President Trump’s on-again, off-again interest in firing Jerome Powell, whom he appointed in 2018, isn’t so much a policy decision as it is a necessary feature of post-truth populism. It comes from the impulse to blur legal boundaries in pursuit of immediate political gratification, regardless of long-term consequences.
Trump wants Powell to lower interest rates to offset the economic damage caused by the his own populist tariffs. Powell’s formal recognition that tariffs can fuel inflation, just as lower rates can, is taken by Trump not as economic reasoning, but as a gesture of personal disloyalty.
There is historical precedent for this sort of meddling, and it is instructive. In the early 1970s, President Richard Nixon privately pressured Federal Reserve Chair Arthur Burns to keep interest rates low in the run-up to the 1972 election. The goal was full employment — or, more precisely, the appearance of it.
Burns, fearing political fallout, capitulated. Inflation soon soared, peaking above 12 percent by 1974. That breach of central bank independence helped set the stage for the painful economic correction that followed.
To crush the inflationary spiral, Federal Reserve Chair Paul Volcker, appointed by President Jimmy Carter and retained by President Ronald Reagan, raised interest rates to nearly 20 percent. His move triggered a recession, a spike in unemployment and a storm of public backlash. Volcker reportedly received death threats. But he restored the Fed’s credibility, and his resolute stance became the gold standard for central bank independence.
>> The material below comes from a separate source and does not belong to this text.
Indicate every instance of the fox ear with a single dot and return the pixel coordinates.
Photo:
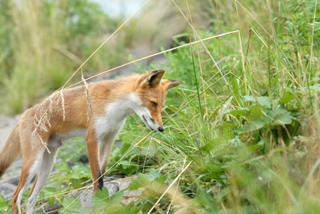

It is precisely that irksome independence that Trump yearns to unsettle. Legal scholars continue to debate whether a president can fire a Fed chair before the end of their term. Trump, of course, believes he can, and has spent months floating the idea with advisers and potential replacements. Trump’s persistence serves as a reminder that one of his greatest talents is his understanding that merely floating corruptive ideas helps to normalize them.
Any matter of constitutional ambiguity is fertile ground for a Trumpian assault. But the more pressing concern is the pattern: Trump blurs norms to achieve what he cannot through law or persuasion. Institutions become tools to affirm his narratives or punish those who disrupt them.
Treasury Secretary Scott Bessent rightly called the Fed’s independence a “jewel box.” Trump is determined to pry it open — not for the good of the economy, but because the contents will flatter his personal vanity. That instinct has nothing to do with monetary stewardship, and everything to do with turning neutral institutions into post-truth stage props.
History offers a warning. We have seen what happens when the central bank bends to political will. The bills come due — with interest.
Stephen Schneider trained in medicine before turning to investing and finance. He studied philosophy prior to obtaining his M.D.